Friday, September 18, 2009

Sweet Tooth

Mae: Are we going to have bessert now?

Grandpa: Laughs. But we just finished breakfast! And don’t you mean dee-ssert?

Mae: That’s what I said, bee-ssert.

Grandpa: Ah, I see. Bessert is something sweet after the meal.

Mae: Laughs.

Grandpa: Dee-ssert is something we have after dinner, yes?

Mae: Nods.

Grandpa: Maybe bee-sert is something we have after breakfast.

Mae: Grins.

Grandpa: Well, if bessert is after breakfast and dessert is after dinner, hm-m-m . . . I wonder what lessert would be.

Mae: That’s bessert after lunch?

Grandpa: Laughs. Yup! Bessert, lessert, dessert.

Mae: Dee-ssert.

Grandpa: Oh, my . . . you said it perfectly! But now, since we finished our cereal and fruit,I guess we need some bee-ssert. Would you like jam on your toast?

Mae: Smile breaks into a head-thrown-back, open-mouthed laugh. Sure!

Monday, September 7, 2009

Not the End

A summer and an era—endings of both were celebrated yesterday by Karen’s family at its summer home on Hood Canal. My hubby and I were lucky enough to be included, and I’ve thought of little else since. This was the opportunity to hug, and be hugged by, the people Karen held dearest—to console, and be consoled by, each one singly and collectively: her sons, sister, brother, and neices, as well as their partners and children. This was their first family gathering at the canal since her death last month.
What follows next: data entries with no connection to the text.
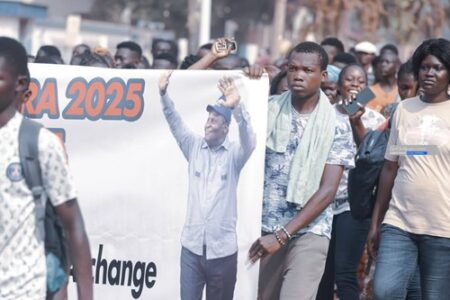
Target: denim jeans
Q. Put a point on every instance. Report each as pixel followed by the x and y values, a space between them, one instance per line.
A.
pixel 348 238
pixel 219 276
pixel 399 254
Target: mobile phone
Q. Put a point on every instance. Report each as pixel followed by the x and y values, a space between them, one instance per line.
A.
pixel 362 98
pixel 231 44
pixel 228 44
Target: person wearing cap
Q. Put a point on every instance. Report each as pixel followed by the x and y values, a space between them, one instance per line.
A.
pixel 365 53
pixel 209 240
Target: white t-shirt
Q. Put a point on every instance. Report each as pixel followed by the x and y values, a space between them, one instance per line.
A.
pixel 22 260
pixel 420 201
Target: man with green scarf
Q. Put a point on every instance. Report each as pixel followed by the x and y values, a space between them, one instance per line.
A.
pixel 306 153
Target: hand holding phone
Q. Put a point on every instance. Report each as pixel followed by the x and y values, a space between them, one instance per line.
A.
pixel 225 45
pixel 353 104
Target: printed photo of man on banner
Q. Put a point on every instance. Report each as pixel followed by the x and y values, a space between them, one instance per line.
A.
pixel 155 230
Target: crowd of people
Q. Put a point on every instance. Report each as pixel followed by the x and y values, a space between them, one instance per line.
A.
pixel 311 246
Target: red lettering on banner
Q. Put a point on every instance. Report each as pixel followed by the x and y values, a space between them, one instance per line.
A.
pixel 42 100
pixel 97 99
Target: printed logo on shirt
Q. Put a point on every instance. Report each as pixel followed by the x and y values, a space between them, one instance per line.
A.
pixel 14 172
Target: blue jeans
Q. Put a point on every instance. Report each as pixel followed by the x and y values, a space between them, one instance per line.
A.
pixel 399 254
pixel 219 276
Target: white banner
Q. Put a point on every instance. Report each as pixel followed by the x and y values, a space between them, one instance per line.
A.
pixel 132 177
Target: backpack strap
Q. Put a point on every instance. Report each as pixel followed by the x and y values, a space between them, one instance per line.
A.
pixel 29 160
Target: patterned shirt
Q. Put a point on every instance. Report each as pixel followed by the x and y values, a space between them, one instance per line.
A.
pixel 276 210
pixel 213 177
pixel 371 120
pixel 22 260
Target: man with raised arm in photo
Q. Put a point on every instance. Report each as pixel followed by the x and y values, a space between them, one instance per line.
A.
pixel 209 240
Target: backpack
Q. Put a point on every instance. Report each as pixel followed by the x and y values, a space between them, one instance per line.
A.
pixel 55 242
pixel 363 179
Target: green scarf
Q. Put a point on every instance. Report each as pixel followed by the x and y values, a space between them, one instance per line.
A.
pixel 311 155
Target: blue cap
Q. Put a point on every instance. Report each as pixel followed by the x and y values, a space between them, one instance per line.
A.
pixel 221 110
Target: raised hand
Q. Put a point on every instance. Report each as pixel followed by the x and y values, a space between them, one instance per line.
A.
pixel 220 49
pixel 230 92
pixel 164 82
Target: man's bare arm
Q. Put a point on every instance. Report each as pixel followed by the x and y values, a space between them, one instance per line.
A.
pixel 78 244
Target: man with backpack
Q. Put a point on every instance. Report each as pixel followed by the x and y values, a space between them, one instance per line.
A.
pixel 22 209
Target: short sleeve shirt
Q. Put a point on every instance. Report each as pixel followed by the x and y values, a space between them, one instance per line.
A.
pixel 276 210
pixel 420 201
pixel 22 260
pixel 371 120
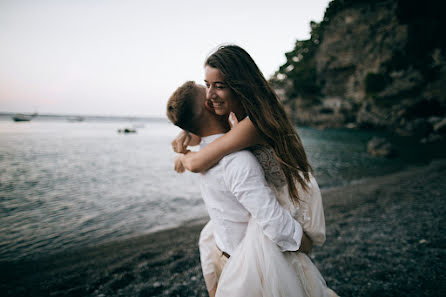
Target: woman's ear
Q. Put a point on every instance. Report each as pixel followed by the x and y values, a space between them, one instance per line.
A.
pixel 208 105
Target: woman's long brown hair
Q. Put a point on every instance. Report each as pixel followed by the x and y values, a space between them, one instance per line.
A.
pixel 265 110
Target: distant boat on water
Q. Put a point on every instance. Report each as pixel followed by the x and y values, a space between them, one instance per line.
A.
pixel 76 119
pixel 20 117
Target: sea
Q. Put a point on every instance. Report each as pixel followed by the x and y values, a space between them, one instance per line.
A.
pixel 67 184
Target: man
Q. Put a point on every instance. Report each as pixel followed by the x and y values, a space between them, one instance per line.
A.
pixel 234 190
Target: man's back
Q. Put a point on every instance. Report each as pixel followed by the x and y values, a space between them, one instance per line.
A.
pixel 235 190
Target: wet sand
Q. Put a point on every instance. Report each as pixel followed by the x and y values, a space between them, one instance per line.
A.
pixel 386 236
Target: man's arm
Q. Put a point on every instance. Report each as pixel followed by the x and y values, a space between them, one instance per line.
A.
pixel 245 178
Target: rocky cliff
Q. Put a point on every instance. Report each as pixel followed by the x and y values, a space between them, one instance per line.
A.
pixel 371 64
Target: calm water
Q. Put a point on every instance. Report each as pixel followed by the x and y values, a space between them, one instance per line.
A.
pixel 66 185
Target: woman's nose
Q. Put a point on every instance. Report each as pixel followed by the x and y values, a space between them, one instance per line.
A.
pixel 209 92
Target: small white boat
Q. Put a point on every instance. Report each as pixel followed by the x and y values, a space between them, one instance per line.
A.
pixel 20 117
pixel 76 119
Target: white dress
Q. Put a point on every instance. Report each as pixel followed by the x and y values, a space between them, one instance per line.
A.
pixel 257 267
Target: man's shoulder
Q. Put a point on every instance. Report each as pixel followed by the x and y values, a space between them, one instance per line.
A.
pixel 240 159
pixel 242 155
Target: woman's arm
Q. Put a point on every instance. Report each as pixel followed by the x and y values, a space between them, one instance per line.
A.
pixel 183 140
pixel 241 136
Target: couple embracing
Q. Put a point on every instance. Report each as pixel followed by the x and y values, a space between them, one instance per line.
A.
pixel 264 204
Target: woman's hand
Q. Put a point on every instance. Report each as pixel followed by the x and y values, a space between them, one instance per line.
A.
pixel 183 140
pixel 233 121
pixel 179 167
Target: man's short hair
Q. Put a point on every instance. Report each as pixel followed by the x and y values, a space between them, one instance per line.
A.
pixel 182 107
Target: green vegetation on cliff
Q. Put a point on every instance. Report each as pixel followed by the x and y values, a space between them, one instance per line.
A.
pixel 371 63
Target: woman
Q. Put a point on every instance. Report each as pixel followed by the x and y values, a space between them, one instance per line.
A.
pixel 236 88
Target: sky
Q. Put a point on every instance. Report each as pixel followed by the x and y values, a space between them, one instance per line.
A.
pixel 125 58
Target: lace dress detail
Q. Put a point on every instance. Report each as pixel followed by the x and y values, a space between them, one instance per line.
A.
pixel 277 181
pixel 273 173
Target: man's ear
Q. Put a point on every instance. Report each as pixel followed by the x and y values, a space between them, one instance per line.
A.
pixel 208 105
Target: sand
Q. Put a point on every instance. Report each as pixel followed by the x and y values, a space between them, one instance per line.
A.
pixel 386 236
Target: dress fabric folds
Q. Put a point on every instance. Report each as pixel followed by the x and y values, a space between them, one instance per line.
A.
pixel 257 267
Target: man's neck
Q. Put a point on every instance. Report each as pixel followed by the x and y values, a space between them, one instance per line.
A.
pixel 214 126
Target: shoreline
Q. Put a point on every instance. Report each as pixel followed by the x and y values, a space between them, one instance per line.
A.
pixel 385 237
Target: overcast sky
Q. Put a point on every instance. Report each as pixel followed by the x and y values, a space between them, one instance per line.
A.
pixel 109 57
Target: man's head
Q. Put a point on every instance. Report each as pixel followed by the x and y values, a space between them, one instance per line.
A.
pixel 186 107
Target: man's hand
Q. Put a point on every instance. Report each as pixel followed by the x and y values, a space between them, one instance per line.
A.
pixel 306 245
pixel 180 143
pixel 179 164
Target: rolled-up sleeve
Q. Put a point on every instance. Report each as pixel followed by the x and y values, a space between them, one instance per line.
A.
pixel 245 178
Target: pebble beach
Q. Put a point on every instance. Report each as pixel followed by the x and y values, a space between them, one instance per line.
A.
pixel 386 236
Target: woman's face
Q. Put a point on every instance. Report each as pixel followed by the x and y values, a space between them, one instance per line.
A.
pixel 217 91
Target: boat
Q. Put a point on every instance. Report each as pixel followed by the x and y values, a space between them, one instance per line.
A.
pixel 76 119
pixel 127 130
pixel 20 117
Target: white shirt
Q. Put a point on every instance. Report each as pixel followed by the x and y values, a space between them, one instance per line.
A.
pixel 234 190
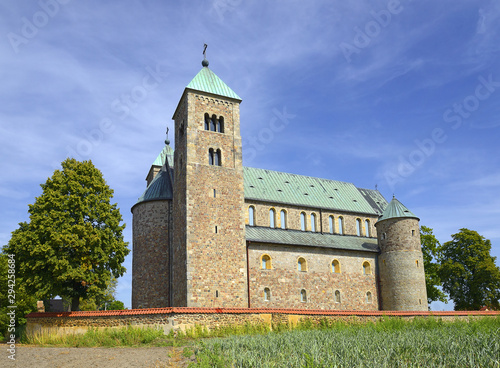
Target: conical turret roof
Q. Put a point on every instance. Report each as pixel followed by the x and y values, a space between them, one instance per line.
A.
pixel 395 209
pixel 207 81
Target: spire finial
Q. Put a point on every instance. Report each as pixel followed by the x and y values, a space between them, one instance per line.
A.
pixel 205 61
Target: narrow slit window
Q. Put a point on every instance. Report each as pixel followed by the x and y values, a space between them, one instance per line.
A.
pixel 303 221
pixel 335 266
pixel 313 222
pixel 331 224
pixel 267 294
pixel 283 219
pixel 272 218
pixel 251 216
pixel 303 296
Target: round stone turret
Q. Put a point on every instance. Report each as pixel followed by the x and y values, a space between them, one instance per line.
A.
pixel 152 233
pixel 401 264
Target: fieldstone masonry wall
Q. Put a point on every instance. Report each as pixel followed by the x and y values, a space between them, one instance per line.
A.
pixel 150 271
pixel 209 200
pixel 401 265
pixel 285 282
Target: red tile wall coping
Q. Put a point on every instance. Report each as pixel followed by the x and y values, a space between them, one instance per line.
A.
pixel 150 311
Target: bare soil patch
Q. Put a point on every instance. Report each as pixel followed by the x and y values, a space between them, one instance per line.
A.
pixel 46 357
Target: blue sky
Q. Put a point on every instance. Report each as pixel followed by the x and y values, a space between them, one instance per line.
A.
pixel 402 95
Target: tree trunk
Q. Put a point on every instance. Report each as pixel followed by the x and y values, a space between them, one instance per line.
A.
pixel 75 303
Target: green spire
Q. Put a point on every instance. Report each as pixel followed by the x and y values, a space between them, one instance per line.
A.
pixel 207 81
pixel 395 209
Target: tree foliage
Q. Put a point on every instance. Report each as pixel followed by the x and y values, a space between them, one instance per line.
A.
pixel 24 303
pixel 431 250
pixel 468 271
pixel 73 242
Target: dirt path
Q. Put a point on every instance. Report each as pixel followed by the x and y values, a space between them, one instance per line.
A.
pixel 36 357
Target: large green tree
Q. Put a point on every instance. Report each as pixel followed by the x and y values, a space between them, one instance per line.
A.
pixel 430 250
pixel 468 271
pixel 73 242
pixel 13 297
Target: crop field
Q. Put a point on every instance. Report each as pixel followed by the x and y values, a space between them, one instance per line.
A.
pixel 389 343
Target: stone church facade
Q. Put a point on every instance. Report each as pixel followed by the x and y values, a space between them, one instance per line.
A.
pixel 208 232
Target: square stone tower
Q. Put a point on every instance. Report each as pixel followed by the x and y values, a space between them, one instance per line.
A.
pixel 209 247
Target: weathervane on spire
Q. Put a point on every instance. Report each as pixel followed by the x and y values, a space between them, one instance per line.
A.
pixel 205 61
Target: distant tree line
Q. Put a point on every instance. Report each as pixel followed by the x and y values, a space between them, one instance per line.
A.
pixel 461 269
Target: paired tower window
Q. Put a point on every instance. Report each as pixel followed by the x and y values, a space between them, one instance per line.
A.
pixel 335 266
pixel 214 124
pixel 214 157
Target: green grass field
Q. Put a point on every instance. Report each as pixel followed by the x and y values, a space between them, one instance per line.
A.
pixel 393 342
pixel 390 343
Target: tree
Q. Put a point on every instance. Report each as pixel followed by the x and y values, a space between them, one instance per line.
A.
pixel 73 241
pixel 430 250
pixel 468 271
pixel 23 302
pixel 99 299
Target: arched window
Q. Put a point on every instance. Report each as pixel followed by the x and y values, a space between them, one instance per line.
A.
pixel 367 269
pixel 302 221
pixel 267 294
pixel 313 222
pixel 207 122
pixel 251 216
pixel 218 158
pixel 213 122
pixel 265 262
pixel 335 266
pixel 331 224
pixel 220 125
pixel 272 218
pixel 211 156
pixel 303 296
pixel 283 219
pixel 301 265
pixel 359 230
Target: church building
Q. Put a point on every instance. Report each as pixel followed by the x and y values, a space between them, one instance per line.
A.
pixel 209 232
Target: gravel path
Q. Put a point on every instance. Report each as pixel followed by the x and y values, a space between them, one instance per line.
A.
pixel 36 357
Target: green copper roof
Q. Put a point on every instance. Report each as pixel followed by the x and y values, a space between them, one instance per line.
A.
pixel 166 151
pixel 395 209
pixel 207 81
pixel 306 191
pixel 160 188
pixel 307 238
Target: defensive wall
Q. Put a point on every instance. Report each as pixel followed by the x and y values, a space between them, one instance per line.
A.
pixel 182 319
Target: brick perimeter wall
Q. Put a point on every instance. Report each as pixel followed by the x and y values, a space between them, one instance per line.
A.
pixel 182 319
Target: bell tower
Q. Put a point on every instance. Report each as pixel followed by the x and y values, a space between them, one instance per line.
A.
pixel 209 250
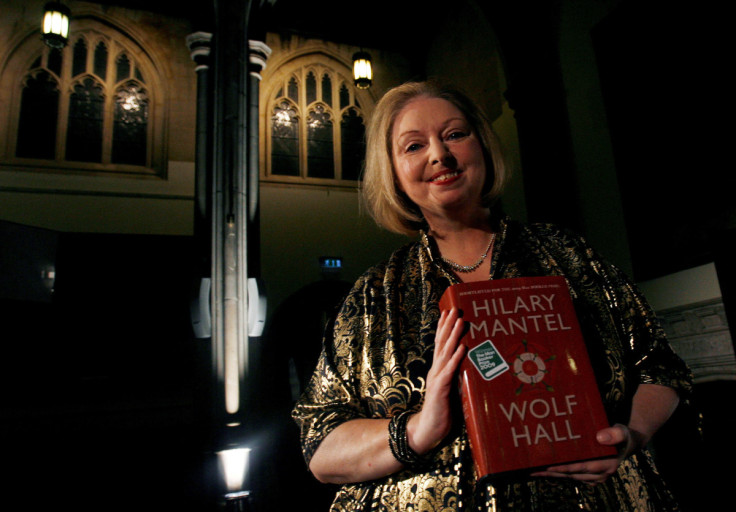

In its second generation of owners, the summer-house is a kaleidoscopic kind of place, cozied up with comfy furniture ranging from overstuffed chairs and sofas to an assortment of stools and benches. It feels like a family quilt with its jumble of levels and rooms added over the years and unified with paneling and wall art in the same way quilt pieces are overlaid with stitches. And it’s as comforting as a quilt, too, with its nooks and crannies. The front windows and generous deck face the serenely beautiful fjord known as "the canal."

Yesterday’s gathering included about two dozen people, ranging in age from two to seventy. We were the only people not related by blood or marriage. Adults and the older children roamed (depending on the weather) from beach and dock to the house, to the house two doors away belonging to Karen’s nieces, and back again. Blustery rain continued to blow in, but periods of hopeful clearing brightened the sky throughout the afternoon. Conversation abounded, accompanied by commensurate laughter and tears.

With the house as the setting, this reminiscing and talking about Karen felt exactly right. I haven't been at the house a lot, and never without her being there, or, for that matter, her mother, Kay—the matriarch who ruled over events with power and presence. Kay died in 2008. I could feel them both. The house seems organically to lodge the spirit of the clan. Everyone brought food and beverages to share, with many of the items made from Karen’s favorite recipes. Everything about the afternoon reflected a family who is at ease with itself even in grief.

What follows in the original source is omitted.